Wednesday, April 25, 2012

Orality...who'd've thought

I was thinking about what has made this class so fun compared to most other classes I have taken in my four years at MSU. The wild epithets, the class atmosphere and participation, the brilliance of Dr. Sexson, everyone’s extremely unique final projects…all of this comes to mind. But where I really think we need to delve, in order to understand the success of this class, is back to the beginning. And I mean, the very beginning. To the tradition of orality, upon which this class is, after all, based.   

I think we underestimate how the ‘oral tradition’ really seeps into our class. We talk about it as if it is something that exists in the past, or something that cannot exist under the designation of ‘tradition’ unless all the elements of an oral culture are present. But we engage unconsciously in the tradition of orality every day.

You think we’d be more aware of what is going on around us. But precepts of the oral tradition are so subtle they are hardly worth noticing. It’s not as if the oral cultures of the past stopped themselves one day and said “Hey, wait a minute, we’re an oral culture”. There was no designation to make; orality was culture. And still largely is. It is difficult to take notice of that which is inherent to us as humans, we associate everything that we do, think, feel, sense as us. It is only by the absence of orality that we would even recognize it had been there in the first place.

Orality is erratic, ever changing, permeating, evolving—it is hard to pin down. Those lists of things that we were set to memorize—Foer’s 15 random items, the nine muses, twelve tribes of Abraham, Ong’s nine processes of orality, Kubla Khan, everyone’s epithet, and now, Grace’s five things—may still seem random, though I think many of us understand the concept behind it, because, after all, they are no longer random. They have been integrated into the class psyche, into our individual memory palaces, and into our future associations. When anyone mentions the muses, will you be able to think of them without also thinking of this class? Without thinking of Megan Mother of the Muses? Or envisioning the palace in which you placed your muses? Which might getting you thinking about your grandmother’s house, and then perhaps the smell of that really great ravioli dish that she used to make, which would lead you to think about what you were going to have for dinner, then to thinking about your refrigerator, then maybe to Seth’s refrigerator, then to the horribly antagonistic character Jennifer of the Falling Waters modeled off of Seth for her story, then to Mikelby Sharpe, and then… what do you know…you are right back to this class.  

This is the essence of orality; the patterns of associations and relationships that weave together EVERYTHING; the underlying structure of the earth, which permeates all forms and is revealed in the psyche. Myth is the song the earth sings to itself.
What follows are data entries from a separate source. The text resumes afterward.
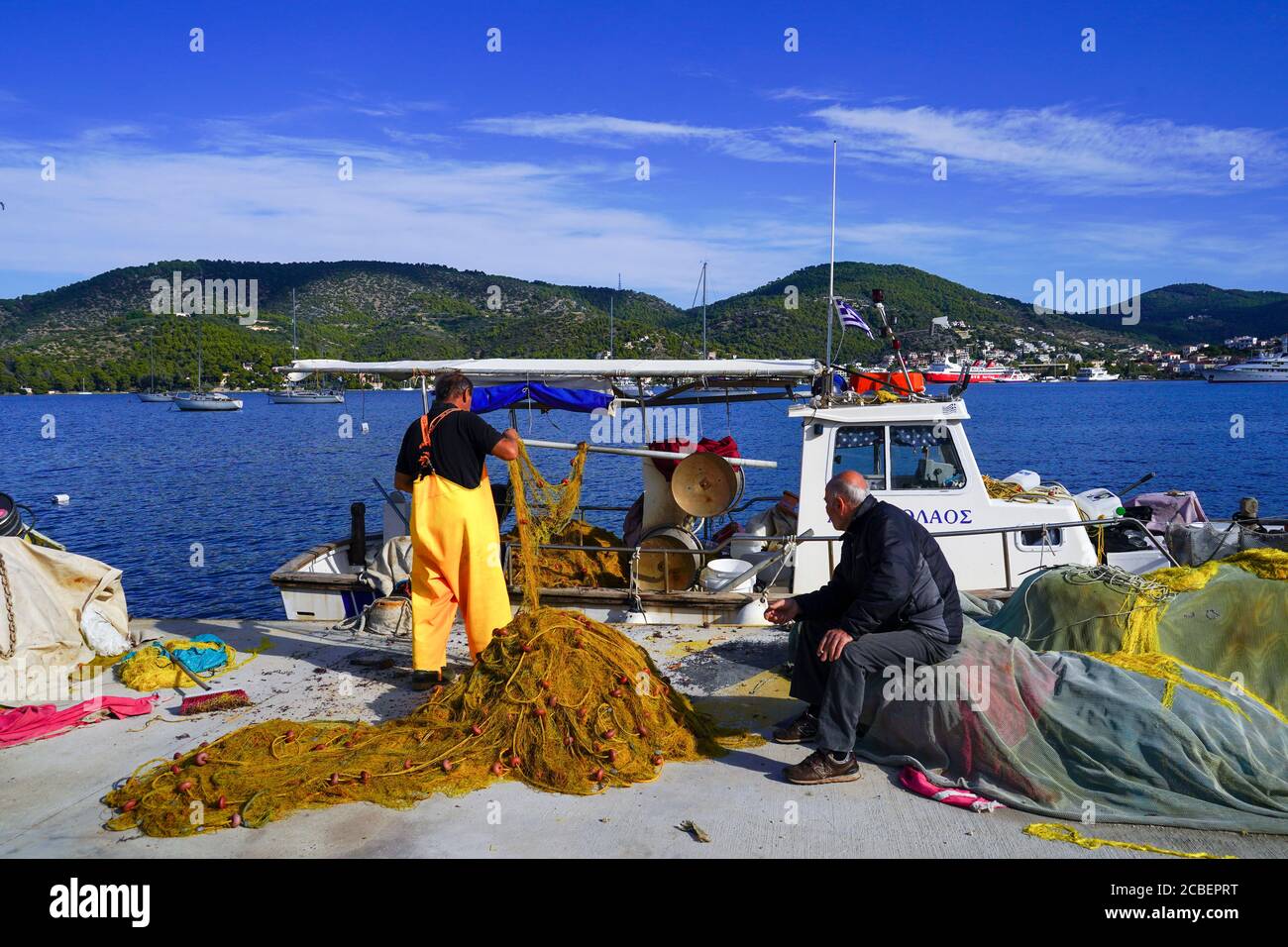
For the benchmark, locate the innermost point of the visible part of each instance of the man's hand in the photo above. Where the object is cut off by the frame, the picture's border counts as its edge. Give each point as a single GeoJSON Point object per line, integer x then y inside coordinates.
{"type": "Point", "coordinates": [832, 644]}
{"type": "Point", "coordinates": [507, 447]}
{"type": "Point", "coordinates": [782, 611]}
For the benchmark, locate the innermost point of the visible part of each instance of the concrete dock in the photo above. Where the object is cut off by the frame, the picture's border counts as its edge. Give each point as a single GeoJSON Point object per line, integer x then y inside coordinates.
{"type": "Point", "coordinates": [51, 791]}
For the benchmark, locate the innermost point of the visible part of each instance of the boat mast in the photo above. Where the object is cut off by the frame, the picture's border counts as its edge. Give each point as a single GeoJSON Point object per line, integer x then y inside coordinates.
{"type": "Point", "coordinates": [831, 277]}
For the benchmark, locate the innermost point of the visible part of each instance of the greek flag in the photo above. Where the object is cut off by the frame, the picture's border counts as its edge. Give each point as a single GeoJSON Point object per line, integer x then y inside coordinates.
{"type": "Point", "coordinates": [850, 317]}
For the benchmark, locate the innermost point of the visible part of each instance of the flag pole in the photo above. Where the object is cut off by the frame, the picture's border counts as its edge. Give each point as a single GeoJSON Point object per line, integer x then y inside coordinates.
{"type": "Point", "coordinates": [831, 277]}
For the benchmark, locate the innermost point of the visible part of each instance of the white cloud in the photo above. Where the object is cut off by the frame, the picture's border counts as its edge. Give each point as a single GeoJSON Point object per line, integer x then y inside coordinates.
{"type": "Point", "coordinates": [283, 201]}
{"type": "Point", "coordinates": [613, 132]}
{"type": "Point", "coordinates": [1068, 153]}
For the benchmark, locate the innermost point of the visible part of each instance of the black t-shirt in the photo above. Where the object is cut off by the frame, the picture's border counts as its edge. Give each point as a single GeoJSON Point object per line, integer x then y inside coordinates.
{"type": "Point", "coordinates": [458, 447]}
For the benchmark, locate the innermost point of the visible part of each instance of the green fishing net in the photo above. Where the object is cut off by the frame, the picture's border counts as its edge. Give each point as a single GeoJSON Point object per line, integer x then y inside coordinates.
{"type": "Point", "coordinates": [557, 701]}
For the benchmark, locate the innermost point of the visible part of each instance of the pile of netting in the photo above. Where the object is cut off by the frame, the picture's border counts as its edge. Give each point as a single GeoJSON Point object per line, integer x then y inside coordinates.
{"type": "Point", "coordinates": [558, 701]}
{"type": "Point", "coordinates": [592, 565]}
{"type": "Point", "coordinates": [1095, 694]}
{"type": "Point", "coordinates": [154, 667]}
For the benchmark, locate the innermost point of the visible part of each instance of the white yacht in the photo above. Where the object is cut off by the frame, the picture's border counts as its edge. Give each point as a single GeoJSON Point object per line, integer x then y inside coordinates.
{"type": "Point", "coordinates": [292, 393]}
{"type": "Point", "coordinates": [153, 395]}
{"type": "Point", "coordinates": [1262, 368]}
{"type": "Point", "coordinates": [1095, 373]}
{"type": "Point", "coordinates": [205, 401]}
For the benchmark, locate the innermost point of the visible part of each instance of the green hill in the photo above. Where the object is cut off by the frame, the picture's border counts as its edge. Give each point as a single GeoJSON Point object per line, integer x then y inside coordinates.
{"type": "Point", "coordinates": [1197, 312]}
{"type": "Point", "coordinates": [97, 333]}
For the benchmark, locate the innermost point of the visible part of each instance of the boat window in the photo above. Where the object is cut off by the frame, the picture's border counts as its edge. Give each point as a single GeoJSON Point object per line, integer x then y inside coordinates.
{"type": "Point", "coordinates": [863, 450]}
{"type": "Point", "coordinates": [922, 458]}
{"type": "Point", "coordinates": [1038, 538]}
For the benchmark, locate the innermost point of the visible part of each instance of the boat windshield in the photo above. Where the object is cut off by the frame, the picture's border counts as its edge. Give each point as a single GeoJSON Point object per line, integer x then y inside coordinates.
{"type": "Point", "coordinates": [919, 457]}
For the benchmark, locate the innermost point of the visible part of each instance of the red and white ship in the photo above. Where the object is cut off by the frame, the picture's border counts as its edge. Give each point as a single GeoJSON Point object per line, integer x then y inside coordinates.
{"type": "Point", "coordinates": [948, 372]}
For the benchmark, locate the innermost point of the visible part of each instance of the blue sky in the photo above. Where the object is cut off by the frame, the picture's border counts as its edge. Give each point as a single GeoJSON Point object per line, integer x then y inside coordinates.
{"type": "Point", "coordinates": [1113, 163]}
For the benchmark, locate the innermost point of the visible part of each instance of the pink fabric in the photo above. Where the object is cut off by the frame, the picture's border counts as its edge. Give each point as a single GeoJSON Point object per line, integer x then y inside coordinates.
{"type": "Point", "coordinates": [1176, 506]}
{"type": "Point", "coordinates": [24, 724]}
{"type": "Point", "coordinates": [914, 781]}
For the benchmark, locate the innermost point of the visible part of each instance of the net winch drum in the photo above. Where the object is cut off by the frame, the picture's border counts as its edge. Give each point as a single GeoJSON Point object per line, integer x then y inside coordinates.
{"type": "Point", "coordinates": [11, 521]}
{"type": "Point", "coordinates": [706, 484]}
{"type": "Point", "coordinates": [674, 573]}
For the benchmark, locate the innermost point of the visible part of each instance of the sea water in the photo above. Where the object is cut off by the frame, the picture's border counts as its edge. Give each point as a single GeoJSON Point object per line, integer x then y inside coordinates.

We have been initiated not only into the timeless society of the mythtellers, but of the myth-listeners, too. We have become aware of the constant hum of the earth, which reverberates with all stories ending and beginning, crumbling and extending, renewing and restoring.  We have touched upon something here in class that is eternal, and that we are only a piece of, but that is all of us.

So go forth from this class, feeling refreshed in your initiation, in your understanding of the traditions which make the earth what it is. Never let the epithets die (sorry Ashley). And always remember to THINK MEMORABLE THOUGHTS.